Instances of Address Manager

An address manager can be realized in different ways depending on various efficiency trade-offs provided by the underlying data structure used and its associated algorithms. Firstly, we list the complexity measures that we use, all of which have average-case and worst-case variants:

$\mathsf{al}_P(n)$ : the number of blocks allocated by program $P$ as a function of input size $n$ .
$s_P(n)$ : space complexity; a measure of the amount of memory allocated by $P$ (the sum of the size of every allocated block).
$m_P(n)$ ; number of memory accesses (loads/stores) made by program $P$ .

We use $m_P(n)$ as a rough measure of the runtime complexity as it correlelates highly with the latter, denoted by $t_P(n)$ .

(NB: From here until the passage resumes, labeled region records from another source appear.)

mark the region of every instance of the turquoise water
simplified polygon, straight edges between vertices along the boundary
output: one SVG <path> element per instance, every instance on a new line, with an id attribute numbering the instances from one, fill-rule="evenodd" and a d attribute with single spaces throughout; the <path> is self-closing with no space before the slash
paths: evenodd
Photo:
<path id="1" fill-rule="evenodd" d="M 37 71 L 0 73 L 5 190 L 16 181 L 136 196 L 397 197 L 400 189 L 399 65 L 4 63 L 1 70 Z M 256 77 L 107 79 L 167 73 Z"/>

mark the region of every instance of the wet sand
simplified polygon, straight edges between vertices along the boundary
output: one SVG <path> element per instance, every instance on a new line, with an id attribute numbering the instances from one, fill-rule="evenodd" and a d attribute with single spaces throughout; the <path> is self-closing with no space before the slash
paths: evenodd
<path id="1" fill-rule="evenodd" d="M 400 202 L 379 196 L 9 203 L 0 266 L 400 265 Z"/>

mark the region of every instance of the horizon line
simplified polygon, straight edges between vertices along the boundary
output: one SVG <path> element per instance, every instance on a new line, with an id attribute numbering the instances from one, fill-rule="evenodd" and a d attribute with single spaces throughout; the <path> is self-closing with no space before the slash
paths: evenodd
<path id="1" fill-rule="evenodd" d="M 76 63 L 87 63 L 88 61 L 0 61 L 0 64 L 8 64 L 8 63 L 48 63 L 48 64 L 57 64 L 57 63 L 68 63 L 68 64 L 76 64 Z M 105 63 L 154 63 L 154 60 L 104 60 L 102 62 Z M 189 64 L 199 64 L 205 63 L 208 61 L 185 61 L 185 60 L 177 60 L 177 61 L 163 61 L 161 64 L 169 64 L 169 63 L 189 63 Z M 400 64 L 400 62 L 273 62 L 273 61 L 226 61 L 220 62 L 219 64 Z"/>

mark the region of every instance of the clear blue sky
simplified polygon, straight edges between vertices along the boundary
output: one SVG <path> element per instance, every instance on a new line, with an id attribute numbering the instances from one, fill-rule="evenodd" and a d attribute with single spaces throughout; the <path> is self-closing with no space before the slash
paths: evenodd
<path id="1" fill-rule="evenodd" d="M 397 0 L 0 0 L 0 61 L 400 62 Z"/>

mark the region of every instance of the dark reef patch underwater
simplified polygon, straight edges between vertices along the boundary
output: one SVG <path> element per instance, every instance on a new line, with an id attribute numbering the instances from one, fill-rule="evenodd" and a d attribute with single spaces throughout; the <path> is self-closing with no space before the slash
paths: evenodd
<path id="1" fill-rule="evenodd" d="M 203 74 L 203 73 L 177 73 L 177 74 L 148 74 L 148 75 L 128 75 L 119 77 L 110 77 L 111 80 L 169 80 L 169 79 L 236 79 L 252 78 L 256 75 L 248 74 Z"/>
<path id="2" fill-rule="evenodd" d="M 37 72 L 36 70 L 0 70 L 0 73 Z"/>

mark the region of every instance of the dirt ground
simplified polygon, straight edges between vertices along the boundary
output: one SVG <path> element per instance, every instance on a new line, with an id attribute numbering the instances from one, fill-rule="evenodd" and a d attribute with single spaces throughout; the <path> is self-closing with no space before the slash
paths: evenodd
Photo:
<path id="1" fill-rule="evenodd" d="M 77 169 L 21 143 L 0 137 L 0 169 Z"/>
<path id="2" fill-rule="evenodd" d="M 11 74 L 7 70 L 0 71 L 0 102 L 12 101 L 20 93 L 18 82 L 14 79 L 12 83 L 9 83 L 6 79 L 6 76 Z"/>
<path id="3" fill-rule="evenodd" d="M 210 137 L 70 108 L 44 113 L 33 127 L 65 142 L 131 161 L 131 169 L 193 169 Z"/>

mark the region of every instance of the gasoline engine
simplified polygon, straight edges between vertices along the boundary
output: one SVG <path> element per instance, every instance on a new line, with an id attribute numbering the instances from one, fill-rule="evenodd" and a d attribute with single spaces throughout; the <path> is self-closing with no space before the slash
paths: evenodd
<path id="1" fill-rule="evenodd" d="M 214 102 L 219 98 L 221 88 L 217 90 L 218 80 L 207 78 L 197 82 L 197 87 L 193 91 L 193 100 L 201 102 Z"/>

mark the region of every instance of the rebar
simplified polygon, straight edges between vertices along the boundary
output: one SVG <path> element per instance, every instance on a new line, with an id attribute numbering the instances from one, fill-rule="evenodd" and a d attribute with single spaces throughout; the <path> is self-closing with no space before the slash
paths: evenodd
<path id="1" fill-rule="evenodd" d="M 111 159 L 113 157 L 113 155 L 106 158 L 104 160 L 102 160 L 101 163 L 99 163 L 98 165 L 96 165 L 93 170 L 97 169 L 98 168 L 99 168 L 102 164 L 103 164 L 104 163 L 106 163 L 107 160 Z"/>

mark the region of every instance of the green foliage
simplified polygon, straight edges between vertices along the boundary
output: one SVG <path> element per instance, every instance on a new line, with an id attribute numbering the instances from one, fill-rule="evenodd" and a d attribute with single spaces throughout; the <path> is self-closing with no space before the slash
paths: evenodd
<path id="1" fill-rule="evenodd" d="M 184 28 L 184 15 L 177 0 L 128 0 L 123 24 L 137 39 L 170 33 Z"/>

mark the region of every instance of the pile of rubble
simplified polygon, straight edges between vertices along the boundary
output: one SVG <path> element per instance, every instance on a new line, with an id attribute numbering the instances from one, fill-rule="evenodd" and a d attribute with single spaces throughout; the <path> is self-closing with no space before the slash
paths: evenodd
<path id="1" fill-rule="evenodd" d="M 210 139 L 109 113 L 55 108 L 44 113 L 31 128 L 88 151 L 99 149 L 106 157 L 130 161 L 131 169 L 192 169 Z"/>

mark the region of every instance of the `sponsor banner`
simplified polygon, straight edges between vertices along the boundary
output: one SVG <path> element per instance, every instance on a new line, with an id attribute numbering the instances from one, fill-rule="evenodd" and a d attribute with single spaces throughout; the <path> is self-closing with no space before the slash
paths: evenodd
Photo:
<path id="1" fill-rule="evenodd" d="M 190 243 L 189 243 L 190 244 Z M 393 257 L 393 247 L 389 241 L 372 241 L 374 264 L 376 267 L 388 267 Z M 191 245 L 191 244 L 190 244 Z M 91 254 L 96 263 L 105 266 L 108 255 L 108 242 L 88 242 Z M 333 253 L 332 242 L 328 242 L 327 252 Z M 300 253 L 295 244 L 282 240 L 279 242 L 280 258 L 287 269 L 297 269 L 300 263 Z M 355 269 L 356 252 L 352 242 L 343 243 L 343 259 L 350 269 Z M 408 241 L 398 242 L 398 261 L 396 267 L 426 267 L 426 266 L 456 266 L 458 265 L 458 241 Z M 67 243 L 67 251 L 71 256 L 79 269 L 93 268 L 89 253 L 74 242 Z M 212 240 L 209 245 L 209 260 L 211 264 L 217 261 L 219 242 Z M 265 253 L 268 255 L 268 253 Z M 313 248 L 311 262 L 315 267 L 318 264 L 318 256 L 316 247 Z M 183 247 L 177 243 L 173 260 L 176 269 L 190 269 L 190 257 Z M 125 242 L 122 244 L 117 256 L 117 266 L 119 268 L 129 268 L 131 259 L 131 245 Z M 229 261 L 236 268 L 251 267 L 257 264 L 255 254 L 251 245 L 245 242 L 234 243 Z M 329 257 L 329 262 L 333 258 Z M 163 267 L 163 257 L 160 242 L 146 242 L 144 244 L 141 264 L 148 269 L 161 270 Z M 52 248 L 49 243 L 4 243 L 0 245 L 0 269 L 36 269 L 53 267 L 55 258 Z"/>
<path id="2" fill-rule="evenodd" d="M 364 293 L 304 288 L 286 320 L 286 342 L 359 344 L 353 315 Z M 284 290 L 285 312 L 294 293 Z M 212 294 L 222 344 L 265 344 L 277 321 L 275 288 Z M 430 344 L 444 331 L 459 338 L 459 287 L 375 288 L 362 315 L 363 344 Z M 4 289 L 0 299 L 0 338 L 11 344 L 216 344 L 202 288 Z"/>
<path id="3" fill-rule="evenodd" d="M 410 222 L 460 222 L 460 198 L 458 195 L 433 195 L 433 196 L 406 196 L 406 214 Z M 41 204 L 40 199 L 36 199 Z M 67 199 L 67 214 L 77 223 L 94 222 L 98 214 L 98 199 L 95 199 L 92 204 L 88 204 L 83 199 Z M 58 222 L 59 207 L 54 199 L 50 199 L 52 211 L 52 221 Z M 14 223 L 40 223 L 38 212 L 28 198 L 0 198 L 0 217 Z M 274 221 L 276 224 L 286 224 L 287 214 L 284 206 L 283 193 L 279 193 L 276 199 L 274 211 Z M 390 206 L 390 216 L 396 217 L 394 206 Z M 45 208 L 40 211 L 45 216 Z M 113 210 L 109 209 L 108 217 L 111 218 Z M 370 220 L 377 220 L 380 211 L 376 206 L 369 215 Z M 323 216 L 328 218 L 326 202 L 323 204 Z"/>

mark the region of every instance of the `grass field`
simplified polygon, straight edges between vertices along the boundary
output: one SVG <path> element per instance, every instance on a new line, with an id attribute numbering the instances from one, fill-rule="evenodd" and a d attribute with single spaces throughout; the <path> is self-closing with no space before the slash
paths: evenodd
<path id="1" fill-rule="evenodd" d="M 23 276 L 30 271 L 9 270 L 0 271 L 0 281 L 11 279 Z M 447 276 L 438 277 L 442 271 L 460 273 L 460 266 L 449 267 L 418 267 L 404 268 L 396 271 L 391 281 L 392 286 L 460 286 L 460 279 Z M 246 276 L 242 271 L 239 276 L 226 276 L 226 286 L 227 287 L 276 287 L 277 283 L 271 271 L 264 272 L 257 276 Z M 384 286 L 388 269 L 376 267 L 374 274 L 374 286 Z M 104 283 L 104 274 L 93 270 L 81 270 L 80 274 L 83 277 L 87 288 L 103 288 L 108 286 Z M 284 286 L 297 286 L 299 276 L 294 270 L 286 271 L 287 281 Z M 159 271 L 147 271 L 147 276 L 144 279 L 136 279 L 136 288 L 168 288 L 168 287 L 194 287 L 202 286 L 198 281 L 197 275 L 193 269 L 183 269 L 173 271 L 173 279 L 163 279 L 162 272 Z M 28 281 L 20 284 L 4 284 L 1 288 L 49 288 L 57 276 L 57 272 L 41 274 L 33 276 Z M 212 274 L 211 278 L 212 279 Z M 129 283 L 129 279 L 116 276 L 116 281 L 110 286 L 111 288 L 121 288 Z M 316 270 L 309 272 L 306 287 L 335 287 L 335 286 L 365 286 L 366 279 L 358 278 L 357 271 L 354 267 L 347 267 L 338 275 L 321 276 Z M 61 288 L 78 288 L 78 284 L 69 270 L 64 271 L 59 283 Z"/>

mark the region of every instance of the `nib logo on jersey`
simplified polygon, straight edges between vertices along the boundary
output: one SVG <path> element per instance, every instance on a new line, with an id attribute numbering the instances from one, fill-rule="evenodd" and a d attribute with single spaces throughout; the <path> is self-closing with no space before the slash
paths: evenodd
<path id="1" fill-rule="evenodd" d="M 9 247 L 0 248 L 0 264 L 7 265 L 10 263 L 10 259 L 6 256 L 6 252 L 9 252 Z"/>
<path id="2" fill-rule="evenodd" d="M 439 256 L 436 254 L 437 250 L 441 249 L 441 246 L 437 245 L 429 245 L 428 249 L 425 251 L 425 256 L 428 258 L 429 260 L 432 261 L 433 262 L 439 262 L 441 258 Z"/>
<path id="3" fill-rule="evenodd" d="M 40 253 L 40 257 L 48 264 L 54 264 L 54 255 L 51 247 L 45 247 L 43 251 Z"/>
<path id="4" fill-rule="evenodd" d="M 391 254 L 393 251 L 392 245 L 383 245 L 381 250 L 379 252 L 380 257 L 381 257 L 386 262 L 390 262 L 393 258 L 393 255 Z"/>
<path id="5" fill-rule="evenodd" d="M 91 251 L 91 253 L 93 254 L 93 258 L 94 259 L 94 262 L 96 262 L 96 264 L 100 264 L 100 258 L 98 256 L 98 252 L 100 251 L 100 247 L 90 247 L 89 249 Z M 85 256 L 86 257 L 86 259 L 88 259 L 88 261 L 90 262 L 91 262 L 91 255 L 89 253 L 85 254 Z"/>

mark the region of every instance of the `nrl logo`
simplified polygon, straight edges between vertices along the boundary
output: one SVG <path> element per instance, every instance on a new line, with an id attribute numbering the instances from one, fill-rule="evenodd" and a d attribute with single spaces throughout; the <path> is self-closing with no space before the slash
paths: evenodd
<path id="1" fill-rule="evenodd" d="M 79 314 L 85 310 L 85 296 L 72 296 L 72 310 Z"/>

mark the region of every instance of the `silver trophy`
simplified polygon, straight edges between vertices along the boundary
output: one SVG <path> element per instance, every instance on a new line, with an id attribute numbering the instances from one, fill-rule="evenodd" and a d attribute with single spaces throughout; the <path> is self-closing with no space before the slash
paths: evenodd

Data Structure	Safety Check Time	Space Overhead
Trie	$O(\log{s_P(n)})$	$O(\mathsf{al}_P(n))$
Shadow Memory / Hash Table	$O(1)$	$O(s_P(n))$
Binary Search Tree	$O(\log{\mathsf{al}_P(n)})$	$O(\mathsf{al}_P(n))$
Linked List	$O(\mathsf{al}_P(n))$	$O(\mathsf{al}_P(n))$

The best choice overall that balances memory consumption with low runtime for checks is via a binary search tree.